Have a question about this project? Sign up for a free GitHub account to open an issue and contact its maintainers and the community.

By clicking “Sign up for GitHub”, you agree to our terms of service and privacy statement. We’ll occasionally send you account related emails.

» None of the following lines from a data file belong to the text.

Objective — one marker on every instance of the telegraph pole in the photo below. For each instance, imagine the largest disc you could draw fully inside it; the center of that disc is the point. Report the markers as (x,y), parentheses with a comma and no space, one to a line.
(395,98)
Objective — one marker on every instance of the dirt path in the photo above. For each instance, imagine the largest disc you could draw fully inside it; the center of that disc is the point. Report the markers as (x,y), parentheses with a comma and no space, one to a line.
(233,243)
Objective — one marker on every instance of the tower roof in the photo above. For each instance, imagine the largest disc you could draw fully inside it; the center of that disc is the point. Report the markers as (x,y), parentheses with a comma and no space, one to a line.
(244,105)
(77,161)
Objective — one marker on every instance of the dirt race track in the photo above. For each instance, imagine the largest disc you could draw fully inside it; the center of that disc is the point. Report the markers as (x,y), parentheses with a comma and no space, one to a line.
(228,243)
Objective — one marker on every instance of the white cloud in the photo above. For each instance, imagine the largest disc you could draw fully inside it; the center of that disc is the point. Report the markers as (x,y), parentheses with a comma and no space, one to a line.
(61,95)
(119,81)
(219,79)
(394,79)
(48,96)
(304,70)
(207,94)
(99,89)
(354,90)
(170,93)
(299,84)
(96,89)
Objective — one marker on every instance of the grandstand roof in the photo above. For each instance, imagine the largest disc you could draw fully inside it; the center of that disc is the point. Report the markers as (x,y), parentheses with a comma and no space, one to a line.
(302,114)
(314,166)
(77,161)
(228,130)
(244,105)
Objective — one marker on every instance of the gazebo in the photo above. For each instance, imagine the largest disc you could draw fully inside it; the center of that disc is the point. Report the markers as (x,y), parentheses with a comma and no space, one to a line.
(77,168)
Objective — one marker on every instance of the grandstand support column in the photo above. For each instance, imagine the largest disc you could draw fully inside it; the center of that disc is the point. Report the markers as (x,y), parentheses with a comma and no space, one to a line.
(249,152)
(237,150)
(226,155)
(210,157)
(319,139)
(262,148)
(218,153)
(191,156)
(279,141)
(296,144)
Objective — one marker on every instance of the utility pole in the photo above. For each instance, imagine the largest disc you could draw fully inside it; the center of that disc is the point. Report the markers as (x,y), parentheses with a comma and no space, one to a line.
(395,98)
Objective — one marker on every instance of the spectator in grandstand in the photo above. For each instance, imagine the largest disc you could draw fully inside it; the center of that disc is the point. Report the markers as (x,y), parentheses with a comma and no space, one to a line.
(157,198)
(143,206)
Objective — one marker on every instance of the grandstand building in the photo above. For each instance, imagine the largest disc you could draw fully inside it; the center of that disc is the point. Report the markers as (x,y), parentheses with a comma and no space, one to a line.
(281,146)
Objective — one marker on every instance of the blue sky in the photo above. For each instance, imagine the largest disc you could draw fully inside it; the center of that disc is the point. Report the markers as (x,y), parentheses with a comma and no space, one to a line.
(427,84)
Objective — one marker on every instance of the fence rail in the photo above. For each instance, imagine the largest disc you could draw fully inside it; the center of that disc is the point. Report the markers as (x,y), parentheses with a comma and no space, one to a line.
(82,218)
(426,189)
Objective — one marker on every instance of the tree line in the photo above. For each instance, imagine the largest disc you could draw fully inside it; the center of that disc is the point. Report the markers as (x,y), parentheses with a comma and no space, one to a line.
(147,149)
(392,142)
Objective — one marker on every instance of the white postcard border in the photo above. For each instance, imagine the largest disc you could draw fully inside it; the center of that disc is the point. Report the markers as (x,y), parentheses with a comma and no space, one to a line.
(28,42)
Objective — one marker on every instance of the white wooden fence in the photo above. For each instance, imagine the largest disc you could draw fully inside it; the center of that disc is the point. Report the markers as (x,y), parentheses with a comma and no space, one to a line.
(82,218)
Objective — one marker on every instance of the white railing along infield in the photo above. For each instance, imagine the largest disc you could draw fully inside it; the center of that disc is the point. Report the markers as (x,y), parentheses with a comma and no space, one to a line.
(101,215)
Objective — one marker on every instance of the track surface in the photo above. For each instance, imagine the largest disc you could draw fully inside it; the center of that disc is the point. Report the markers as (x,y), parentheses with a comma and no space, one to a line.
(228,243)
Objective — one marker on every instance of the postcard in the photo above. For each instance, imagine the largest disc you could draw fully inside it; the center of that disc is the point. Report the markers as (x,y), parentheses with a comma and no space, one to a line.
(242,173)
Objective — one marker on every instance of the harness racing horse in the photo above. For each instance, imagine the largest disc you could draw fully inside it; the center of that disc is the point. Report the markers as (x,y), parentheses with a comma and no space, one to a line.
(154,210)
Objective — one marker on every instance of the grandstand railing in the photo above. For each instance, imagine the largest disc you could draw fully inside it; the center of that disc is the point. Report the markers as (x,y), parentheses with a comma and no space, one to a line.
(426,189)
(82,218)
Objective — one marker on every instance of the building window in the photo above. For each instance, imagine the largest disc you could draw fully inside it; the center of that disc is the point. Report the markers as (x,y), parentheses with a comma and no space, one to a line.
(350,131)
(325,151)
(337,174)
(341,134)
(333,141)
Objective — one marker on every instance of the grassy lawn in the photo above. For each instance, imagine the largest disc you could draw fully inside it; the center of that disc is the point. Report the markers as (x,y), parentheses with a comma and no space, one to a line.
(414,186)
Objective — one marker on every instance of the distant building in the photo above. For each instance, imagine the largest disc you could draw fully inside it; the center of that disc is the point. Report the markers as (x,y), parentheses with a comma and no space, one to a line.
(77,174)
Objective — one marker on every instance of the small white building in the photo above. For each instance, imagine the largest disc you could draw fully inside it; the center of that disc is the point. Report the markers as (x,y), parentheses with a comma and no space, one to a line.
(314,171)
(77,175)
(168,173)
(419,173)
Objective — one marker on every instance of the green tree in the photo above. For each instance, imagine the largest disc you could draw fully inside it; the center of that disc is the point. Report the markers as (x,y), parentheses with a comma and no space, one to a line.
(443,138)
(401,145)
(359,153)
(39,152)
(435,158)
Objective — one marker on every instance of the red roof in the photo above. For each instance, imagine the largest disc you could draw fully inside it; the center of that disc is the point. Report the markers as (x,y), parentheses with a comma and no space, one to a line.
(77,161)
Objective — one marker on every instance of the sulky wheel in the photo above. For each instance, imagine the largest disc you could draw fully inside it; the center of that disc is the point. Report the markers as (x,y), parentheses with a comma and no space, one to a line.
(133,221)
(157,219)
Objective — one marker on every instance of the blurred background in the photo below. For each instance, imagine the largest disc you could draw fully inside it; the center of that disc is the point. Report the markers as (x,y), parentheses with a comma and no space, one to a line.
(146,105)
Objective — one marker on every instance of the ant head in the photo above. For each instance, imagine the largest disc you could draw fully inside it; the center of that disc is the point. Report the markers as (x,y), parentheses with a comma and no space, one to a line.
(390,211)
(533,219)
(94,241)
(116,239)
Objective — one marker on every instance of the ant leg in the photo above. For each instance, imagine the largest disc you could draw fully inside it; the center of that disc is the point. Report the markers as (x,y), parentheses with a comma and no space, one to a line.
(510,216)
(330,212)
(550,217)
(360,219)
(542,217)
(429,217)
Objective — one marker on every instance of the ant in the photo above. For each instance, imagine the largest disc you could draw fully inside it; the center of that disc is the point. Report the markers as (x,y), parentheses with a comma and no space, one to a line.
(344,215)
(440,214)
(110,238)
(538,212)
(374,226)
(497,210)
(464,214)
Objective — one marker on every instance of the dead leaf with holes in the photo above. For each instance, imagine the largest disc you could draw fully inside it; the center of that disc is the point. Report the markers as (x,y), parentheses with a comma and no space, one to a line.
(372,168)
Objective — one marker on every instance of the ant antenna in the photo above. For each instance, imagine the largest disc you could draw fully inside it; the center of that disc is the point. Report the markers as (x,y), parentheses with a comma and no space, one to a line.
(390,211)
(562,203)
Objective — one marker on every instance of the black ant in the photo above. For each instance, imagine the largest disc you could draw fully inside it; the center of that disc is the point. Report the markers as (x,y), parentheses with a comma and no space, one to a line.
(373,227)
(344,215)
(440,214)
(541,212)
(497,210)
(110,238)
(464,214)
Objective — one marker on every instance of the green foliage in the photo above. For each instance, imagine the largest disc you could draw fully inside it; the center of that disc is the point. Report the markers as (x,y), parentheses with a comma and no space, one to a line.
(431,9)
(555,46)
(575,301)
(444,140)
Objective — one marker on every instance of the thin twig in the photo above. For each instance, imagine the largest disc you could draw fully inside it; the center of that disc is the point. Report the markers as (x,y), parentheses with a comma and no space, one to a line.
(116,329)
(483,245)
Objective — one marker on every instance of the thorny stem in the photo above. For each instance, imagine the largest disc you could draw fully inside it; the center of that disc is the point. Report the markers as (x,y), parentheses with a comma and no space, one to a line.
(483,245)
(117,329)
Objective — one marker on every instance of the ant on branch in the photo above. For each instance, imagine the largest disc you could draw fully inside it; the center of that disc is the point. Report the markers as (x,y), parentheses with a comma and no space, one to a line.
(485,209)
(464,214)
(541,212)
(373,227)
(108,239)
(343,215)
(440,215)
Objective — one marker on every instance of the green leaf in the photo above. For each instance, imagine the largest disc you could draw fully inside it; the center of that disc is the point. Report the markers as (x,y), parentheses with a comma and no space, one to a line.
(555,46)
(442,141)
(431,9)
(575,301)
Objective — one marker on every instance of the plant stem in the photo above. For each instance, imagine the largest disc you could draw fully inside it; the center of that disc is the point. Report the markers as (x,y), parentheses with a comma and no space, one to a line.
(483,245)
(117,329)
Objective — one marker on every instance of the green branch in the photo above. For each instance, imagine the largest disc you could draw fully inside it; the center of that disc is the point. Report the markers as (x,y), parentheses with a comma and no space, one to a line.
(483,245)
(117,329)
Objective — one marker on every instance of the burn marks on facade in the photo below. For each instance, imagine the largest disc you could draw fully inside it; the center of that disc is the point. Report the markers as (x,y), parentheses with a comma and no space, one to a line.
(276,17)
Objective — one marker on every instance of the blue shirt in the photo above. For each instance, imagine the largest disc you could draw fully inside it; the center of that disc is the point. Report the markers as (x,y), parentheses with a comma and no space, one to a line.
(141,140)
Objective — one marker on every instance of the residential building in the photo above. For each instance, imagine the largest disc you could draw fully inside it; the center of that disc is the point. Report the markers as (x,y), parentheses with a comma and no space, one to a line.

Already on GitHub? Sign in to your account

multi-node Tensor Parallel #1257

Open
PieterZanders opened this issue May 12, 2024 · 1 comment
Open

multi-node Tensor Parallel #1257

PieterZanders opened this issue May 12, 2024 · 1 comment

Comments

@PieterZanders
Copy link

PieterZanders commented May 12, 2024

Hello, could you add an new example of the tensor parallel + fsdp but using a multi-node setup?
Is it possible to do multi-node tensor parallelization with pytorch 2.3? I am trying to use 2 nodes with 4 GPUs each.
05/12/2024 04:32:52 PM Device Mesh created: device_mesh=DeviceMesh([[0, 1, 2, 3], [4, 5, 6, 7]], mesh_dim_names=('dp', 'tp'))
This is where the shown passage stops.